= Burt Katz =

American restaurateur

Burton D. Katz (7 July 1937, in Chicago – 30 April 2016) was a pizza-maker and owner of Burt's Place, a Morton Grove, Illinois, pizza restaurant. Burt and his wife Sharon achieved worldwide fame in 2009 after being featured on a Chicago-themed episode (5th episode of Season 5) of Anthony Bourdain's television documentary series No Reservations. Burt died in 2016, passing the ownership to two men.

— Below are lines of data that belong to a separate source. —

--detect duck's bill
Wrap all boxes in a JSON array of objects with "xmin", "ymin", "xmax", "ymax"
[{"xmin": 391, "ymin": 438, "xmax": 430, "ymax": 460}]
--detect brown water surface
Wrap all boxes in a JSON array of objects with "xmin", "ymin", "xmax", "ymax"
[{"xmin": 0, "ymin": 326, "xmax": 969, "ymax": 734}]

Katz grew up in the Wicker Park, Chicago, neighborhood. He served in the U.S. Marine Corps and studied history at Roosevelt University. On their honeymoon, starting in December 1962, Burt and Sharon Katz went on a year-long, around-the-world honeymoon, which was reported in many international newspapers. In 1963, Katz became an owner-partner in an Evanston pizzeria called The Inferno one of a series of pizzerias with literary names he opened and where he introduced his signature caramelized cheese crust style of pizza. He sold his share in 1965. Katz went on to open Gulliver's on Chicago's Howard Street, selling it in 1968. He then left the restaurant business but returned in 1971, opening Pequod's in Morton Grove. After working 80 to 90 hours a week for 15 years he sold Pequod's in 1985 to Keith Jackson, who also owned Gunzo's Sports Center. Mr. Jackson later opened a second location on Chicago's N. Clybourn Avenue and also added a thin crust pizza option.

In 1989 Burt and Sharon Katz opened the restaurant Starback's, which was renamed Burt's Place because of a possible trademark conflict with Starbucks. Burt was the sole operator in the kitchen, while Sharon was the sole operator for the dining room with customer reception and orders. Due to Burt's health problems, Burt's Place closed in 2015. A photograph of a slice of pizza from Burt's Place was featured on the cover of the October 2007 issue of the magazine Saveur with an accompanying article; a huge reprint of the cover was displayed on the wall next to the kitchen entryway. In 2012, based upon a survey involving 85,000 votes, the editors of the magazine Men's Health selected Burt's Place as the USA's Best Pizza Parlor. In 2017 Burt's Place was reopened by Jerry Petrow and John Munao, who were selected and trained by Burt Katz when he was dying of cancer.

Upon Burt Katz's death, he was survived by his widow, three children, and six grandchildren; he was predeceased by one grandchild.